Reference no: EM131145024
For discussion purposes, assume that you have the following situation:
Your product line is automated to 7.0. Your labor costs on first shift are $6.00 per unit, on second shift $9.00 per unit. Material costs are $12.00. Your product is priced at the top of the range, $31.50, so margins are excellent. You have 1000 units of capacity. Last round you ran 165% plant utilization, making 1650 units (and in this perfect world, selling 1649.)
This round (round 7) you will max out your production making 2000 units. Next round you believe you could sell 2400 units. Your competitors could meet your unmet demand if they ratchet up their production on their inferior products, which they will certainly do if they see you are about to stock out.
If you buy 200 units of capacity now, assume that you will produce and sell 400 units with this capacity in Round 8. Further assume a worst case – the $6.8 million investment will be funded by a bond issue at 14.0%.
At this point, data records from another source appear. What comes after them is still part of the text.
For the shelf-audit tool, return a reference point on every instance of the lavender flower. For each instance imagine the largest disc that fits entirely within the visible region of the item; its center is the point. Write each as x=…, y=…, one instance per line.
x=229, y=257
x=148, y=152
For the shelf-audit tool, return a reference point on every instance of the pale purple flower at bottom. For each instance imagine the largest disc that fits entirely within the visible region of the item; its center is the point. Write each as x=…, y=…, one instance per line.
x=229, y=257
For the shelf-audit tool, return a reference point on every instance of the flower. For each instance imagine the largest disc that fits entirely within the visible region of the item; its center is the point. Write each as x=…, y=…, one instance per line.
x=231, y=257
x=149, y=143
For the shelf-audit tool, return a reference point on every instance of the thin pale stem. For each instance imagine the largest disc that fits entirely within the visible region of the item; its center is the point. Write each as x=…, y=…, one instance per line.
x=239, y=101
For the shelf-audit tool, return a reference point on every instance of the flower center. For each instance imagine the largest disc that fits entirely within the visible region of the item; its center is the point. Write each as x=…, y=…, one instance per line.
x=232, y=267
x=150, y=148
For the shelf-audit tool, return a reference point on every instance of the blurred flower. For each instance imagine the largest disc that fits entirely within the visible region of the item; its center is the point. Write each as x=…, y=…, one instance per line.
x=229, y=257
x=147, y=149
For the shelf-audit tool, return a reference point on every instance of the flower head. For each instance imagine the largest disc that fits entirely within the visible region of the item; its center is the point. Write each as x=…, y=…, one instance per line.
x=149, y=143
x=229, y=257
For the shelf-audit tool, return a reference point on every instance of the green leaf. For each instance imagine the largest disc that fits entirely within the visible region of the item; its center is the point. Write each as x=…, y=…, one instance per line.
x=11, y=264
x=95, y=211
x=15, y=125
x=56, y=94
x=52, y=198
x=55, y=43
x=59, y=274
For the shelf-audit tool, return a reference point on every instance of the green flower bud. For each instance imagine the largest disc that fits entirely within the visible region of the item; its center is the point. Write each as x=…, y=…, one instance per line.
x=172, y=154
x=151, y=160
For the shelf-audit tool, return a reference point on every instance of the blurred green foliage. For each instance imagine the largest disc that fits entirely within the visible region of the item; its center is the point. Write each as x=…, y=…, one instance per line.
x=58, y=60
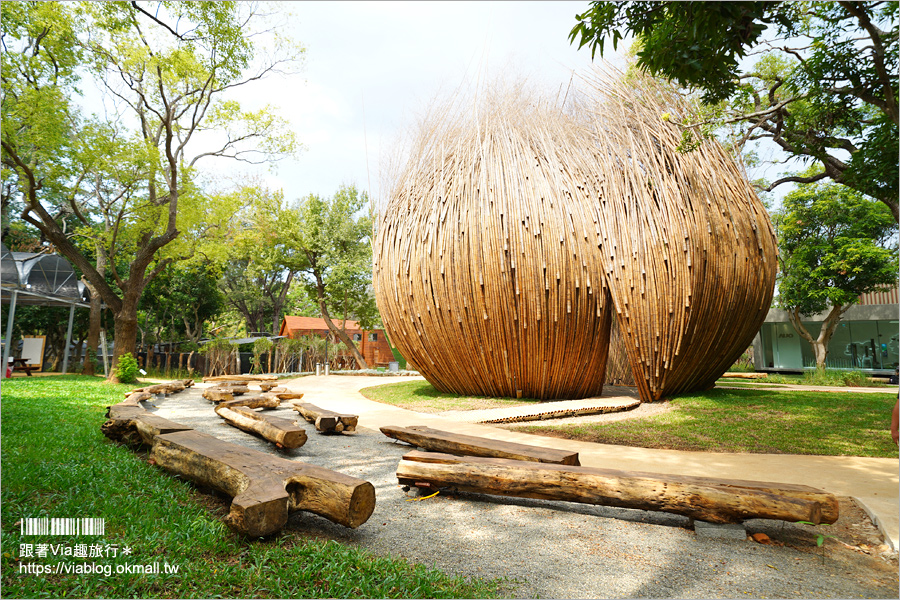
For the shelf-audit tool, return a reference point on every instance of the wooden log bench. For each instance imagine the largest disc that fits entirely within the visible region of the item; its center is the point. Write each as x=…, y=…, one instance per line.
x=281, y=432
x=265, y=489
x=470, y=445
x=172, y=387
x=263, y=401
x=240, y=378
x=327, y=421
x=218, y=395
x=701, y=498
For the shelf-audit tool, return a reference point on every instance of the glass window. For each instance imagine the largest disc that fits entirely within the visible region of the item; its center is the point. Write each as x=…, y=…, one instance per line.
x=888, y=335
x=842, y=352
x=867, y=344
x=787, y=347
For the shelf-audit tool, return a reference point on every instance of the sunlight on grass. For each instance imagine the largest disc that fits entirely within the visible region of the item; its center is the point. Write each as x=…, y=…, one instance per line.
x=56, y=463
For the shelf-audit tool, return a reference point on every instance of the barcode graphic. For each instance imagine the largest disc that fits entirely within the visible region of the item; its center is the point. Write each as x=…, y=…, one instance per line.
x=62, y=526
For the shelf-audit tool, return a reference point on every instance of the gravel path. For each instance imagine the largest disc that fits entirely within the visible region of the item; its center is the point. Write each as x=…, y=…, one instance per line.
x=549, y=549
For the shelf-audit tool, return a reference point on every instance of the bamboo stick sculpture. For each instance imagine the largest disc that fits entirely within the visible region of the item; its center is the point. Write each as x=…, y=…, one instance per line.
x=517, y=231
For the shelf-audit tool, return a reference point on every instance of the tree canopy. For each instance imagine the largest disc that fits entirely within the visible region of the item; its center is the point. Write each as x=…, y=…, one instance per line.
x=835, y=245
x=335, y=235
x=822, y=86
x=130, y=177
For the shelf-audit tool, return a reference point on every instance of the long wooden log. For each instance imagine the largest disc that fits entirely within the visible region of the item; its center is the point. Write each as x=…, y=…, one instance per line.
x=280, y=432
x=264, y=401
x=128, y=422
x=265, y=488
x=326, y=421
x=217, y=395
x=171, y=387
x=240, y=378
x=705, y=499
x=236, y=389
x=135, y=398
x=470, y=445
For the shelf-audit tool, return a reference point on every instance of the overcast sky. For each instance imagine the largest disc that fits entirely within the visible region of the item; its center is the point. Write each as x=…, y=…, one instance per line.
x=371, y=67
Should you make the investment?
Factors to consider:
For simplicity, consider a single unit of capacity. It would cost $34. You would produce two units with it, one on first shift and one on second. (Floor space is $6. Automation is $4 per unit. You are automated to 7.0, so the cost per unit of capacity is $6 + 7*$4 = $34.)
Depreciation is straight line over 15 years. You will pay depreciation in Round 8.
You will pay the interest (14% on $34) in both Round 7 and Round 8.
Note that the SG&A expenses (promo, sales, R&D, and admin costs) can be ignored since you will spend the this money whether you make the investment or not.
The opportunity cost of a missed sale on first shift is price minus cost of goods minus depreciation minus interest.
With this as background, what is the cash outflow on that single unit of capacity? What is the cash inflow on the first shift unit? On the second shift unit?